Along with the fact that she was hugging my legs at one point, she started scraping her teeth along my knee "because that's what cats do." I had jeans on at the time, and she was doing that lightly, so it really just tickled. I'm really ticklish, so I squirmed away at first. After a few times that she'd done it, I got over the fact that it tickled, and the fact that it was more unusual than I'd been expecting, even from her, and I realized it was oddly… pleasant. I figured out for the first time what was meant by the expression "butterflies in your stomach." It's a bit unusual, and if I was naming the sensation, I don't think I would use "butterflies," I would more likely say "inchworms." If you've ever let an inchworm crawl across your finger, with the slight pull its feet give your skin as it moves that almost tickles and really just feels weird, that's a much closer sensation to what I felt than butterflies' wings hitting you. And the physical contact, dare I say was a turn-on? Not even close to the level of making-out-wonderful, but still undeniable, and it lasted all day, even after she went home, which I wasn't used to. (Fortunately, in a girl's body, it's really easy to hide any sign of being turned on from anyone else: just don't say anything about it and leave your pants on.) That was when I really knew that it wasn't just in my mind, I was crushing badly on my friend.

Then I had to be sure for myself. Really, truly, sure. One of the first bi-curious moments I'd had (long before dating anyone) involved total bliss when a particular friend, different than the one in this story, had brushed my hair. A lot of people are fascinated with my hair, so it wasn't hard at all to subtly suggest that my friend brush my hair, without mentioning my experimental attitude toward the experience. She was enthusiastic and didn't ask questions, which saved me from a fair bit of awkwardness. The magic of having someone else brush my hair was different than in the memory I mentioned, but no less present. Her gentle fingers brushed against my neck at times, when she would separate my hair into manageable sections. It was ecstasy; a silent, forbidden thrill. Suddenly I couldn't stop seeing how beautifully delicate she was. No doubt remained, I had fallen firmly head over heels for one of my best friends.

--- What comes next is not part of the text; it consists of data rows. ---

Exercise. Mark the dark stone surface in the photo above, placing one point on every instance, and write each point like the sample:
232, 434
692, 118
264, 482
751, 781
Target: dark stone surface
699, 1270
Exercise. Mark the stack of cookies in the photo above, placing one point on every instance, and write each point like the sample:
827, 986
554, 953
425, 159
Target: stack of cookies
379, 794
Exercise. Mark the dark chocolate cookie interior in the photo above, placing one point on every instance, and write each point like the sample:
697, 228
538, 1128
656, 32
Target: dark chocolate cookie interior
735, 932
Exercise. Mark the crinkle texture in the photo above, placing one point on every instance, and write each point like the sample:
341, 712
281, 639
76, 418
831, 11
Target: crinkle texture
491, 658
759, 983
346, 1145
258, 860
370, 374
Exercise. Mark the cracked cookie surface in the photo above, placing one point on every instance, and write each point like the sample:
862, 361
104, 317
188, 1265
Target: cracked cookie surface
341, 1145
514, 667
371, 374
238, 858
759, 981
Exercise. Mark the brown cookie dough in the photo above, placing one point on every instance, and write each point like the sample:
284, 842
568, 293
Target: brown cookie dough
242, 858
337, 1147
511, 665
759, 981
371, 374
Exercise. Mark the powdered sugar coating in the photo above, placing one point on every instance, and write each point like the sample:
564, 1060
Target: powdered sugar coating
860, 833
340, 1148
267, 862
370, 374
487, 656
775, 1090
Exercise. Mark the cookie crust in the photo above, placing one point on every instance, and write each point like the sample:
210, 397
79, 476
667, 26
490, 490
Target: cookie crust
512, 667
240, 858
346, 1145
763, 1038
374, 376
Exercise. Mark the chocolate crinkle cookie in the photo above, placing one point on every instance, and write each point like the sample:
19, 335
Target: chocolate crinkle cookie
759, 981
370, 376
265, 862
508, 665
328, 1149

What did I do about it? Nothing at all, at first. Even before I had that internal crisis/self recognition, we'd had enough discussions that homosexuality had come up, and I knew she didn't mind gay people, and I misremembered, thinking she was 100% straight herself. Along with some recent drama between her and another friend, female, who my friend claimed forced her to break up with her ex because, among other reasons, [this other friend] liked her, she also tended to tell everyone about all her drama, so I decided I had more than enough reason to stay quiet, especially as I was still unsure if I was truly bisexual (and still cringing at the word because I wasn't used to it). Eventually, though, I mentioned it to her. I discovered that she was also at least bi-curious. I tried to avoid forcing the issue, but it seemed she felt compelled to ask me out anyway. Needless to say, with such a shaky start, our relationship unfortunately did not last long. On the other hand, we remain good friends, which is quite a useful trick. I'm lucky like that; I've been able to remain friends with all of my exes, even after breaking up.

The next challenge was my parents. Homophobia galore to face on this front. They still don't know of my moments. I've decided that they don't need to be told, but I'm willing to face the fire if they find out by accident.

So why do I identify immediately as bisexual? Because I know, somewhere deep within me that despite how rarely it happens, I still fall for girls once in a while. I have to express all sides of myself somewhere, so online is where the hidden parts of me are revealed. I am indeed bisexual, and I wish I could say unashamed. For now, at least I know who and what I am.